Interim Iraqi Prime Minister Iyad Allawi gave the go-ahead for the attack, according to his office and the US military.
The strike was the sixth on the city since June 19th. In previous strikes, the US said it was targeting safe houses used by the network of Abu Musab al-Zarqawi, the Jordanian militant blamed for masterminding car bombings and other attacks in Iraq.
Yesterday's attack targeted foreign militants' "fighting positions and trench lines near the remains of a house", according to a statement by US Brig General Erv Lessel.
About 25 fighters were there just before the attack, he said, citing Iraqi and coalition intelligence sources.
Local residents said the attack destroyed a house filled with civilians.
Allawi has promised strong co-operation with the Americans in rooting out terrorism. He said after a July 5th air strike in Falluja that his government had provided the intelligence for the strike.
"The multinational force asked Prime Minister Allawi for permission to launch strikes on some specific places where some terrorists were hiding," an official in Allawi's office said. "Allawi gave his permission."
Explosions from the strike rocked the city. Scores of people ran to the scene and dug through the wreckage looking for survivors.
Over the past 15 months, militants have used car bombs, sabotage, kidnappings and other attacks to try to destabilise the country.
In response to demands made by militants holding a Filipino truck driver, Philippine leaders said yesterday that they would finish withdrawing troops from Iraq this week.
The pull-out, engineered to save the life of Angelo dela Cruz, was scheduled to end as early as today.
The United States and Australia have sharply criticised the withdrawal, arguing that caving in to terrorists will only encourage more kidnappings and endanger other members of the US-led coalition.

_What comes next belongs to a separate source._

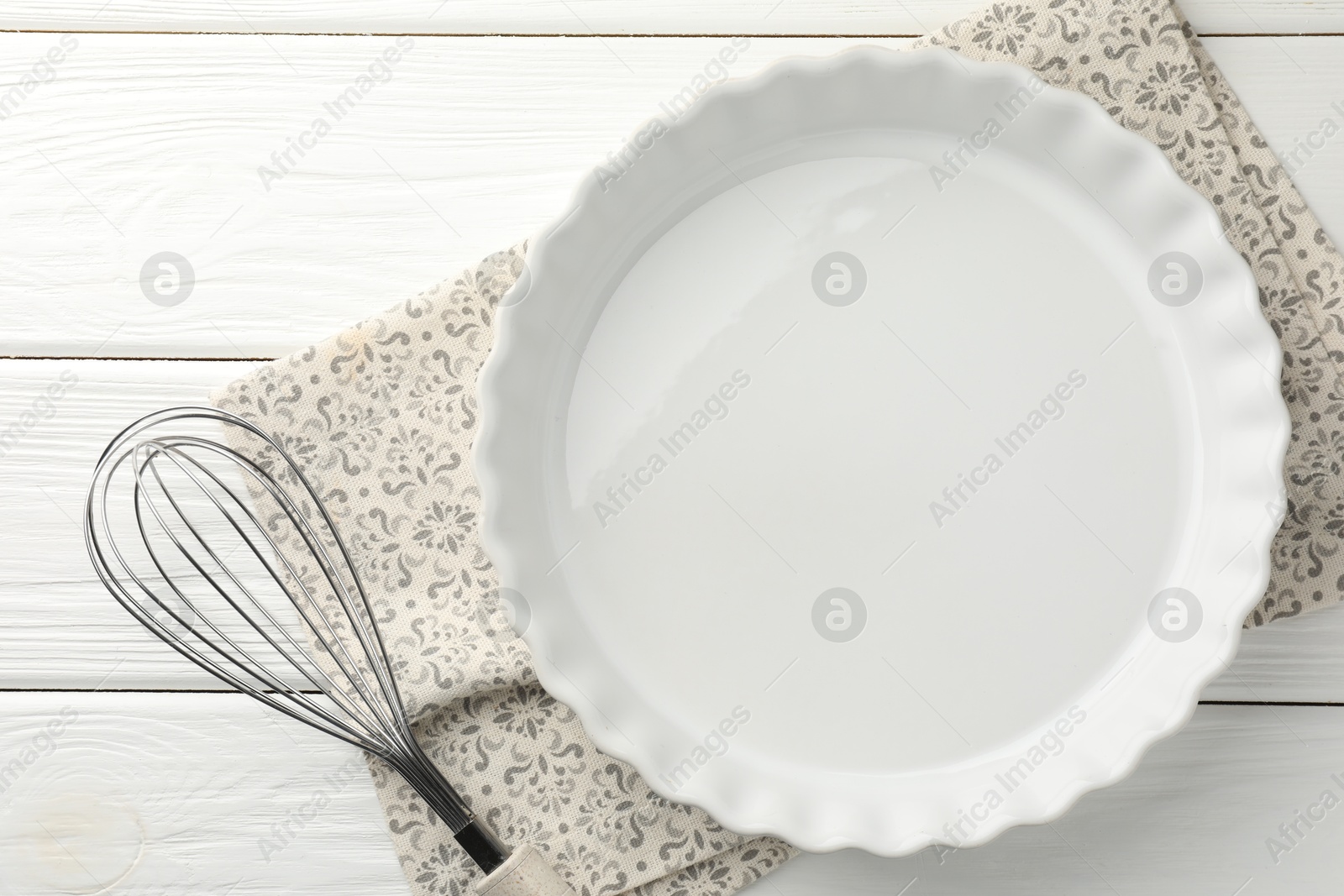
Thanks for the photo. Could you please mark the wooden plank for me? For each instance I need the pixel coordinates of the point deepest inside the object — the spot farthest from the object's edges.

US forces said yesterday they had detained a senior commander of Saddam's elite Republican Guard, who was suspected of planning and financing attacks against Iraqis, Iraqi security forces and coalition troops.
Sufyan Maher Hassan was captured in a raid in Tikrit on Friday. He was being held at a local multi-national force detention facility, said Major Neal O'Brien of the US 1st Infantry Division.
Meanwhile, two car bombs targeting police exploded in Tikrit early yesterday, killing two police officers and wounding five others, Iraqi authorities said.
Tikrit was Saddam's hometown and remains a hotbed of the violent resistance against US forces.
Iraq's interim government has ordered the mouthpiece newspaper of radical Shi'ite cleric Moqtada al-Sadr to be allowed to reopen, lifting a US-imposed ban that helped trigger an uprising.
"Because of his belief in freedom of the press, Prime Minister Iyad Allawi has ordered the reopening of the al-Hawza newspaper," a statement from his office said yesterday. It gave no further details.
Iraq's former US administrator Mr Paul Bremer closed the weekly newspaper in March, accusing it of inciting anti-American violence.
Bremer's decision, combined with the arrest of a Sadr aide, provoked protests and an armed uprising in some Shia-dominated cities and weeks of clashes between Sadr's Mehdi Army and US troops. Hundreds of Iraqis were killed.
A spokesman for Sadr welcomed Allawi's decision and said the newspaper would resume publishing soon.
Sadr has often spoken out against the US military presence, in contrast to some Shi'ite groups that have worked with foreign forces.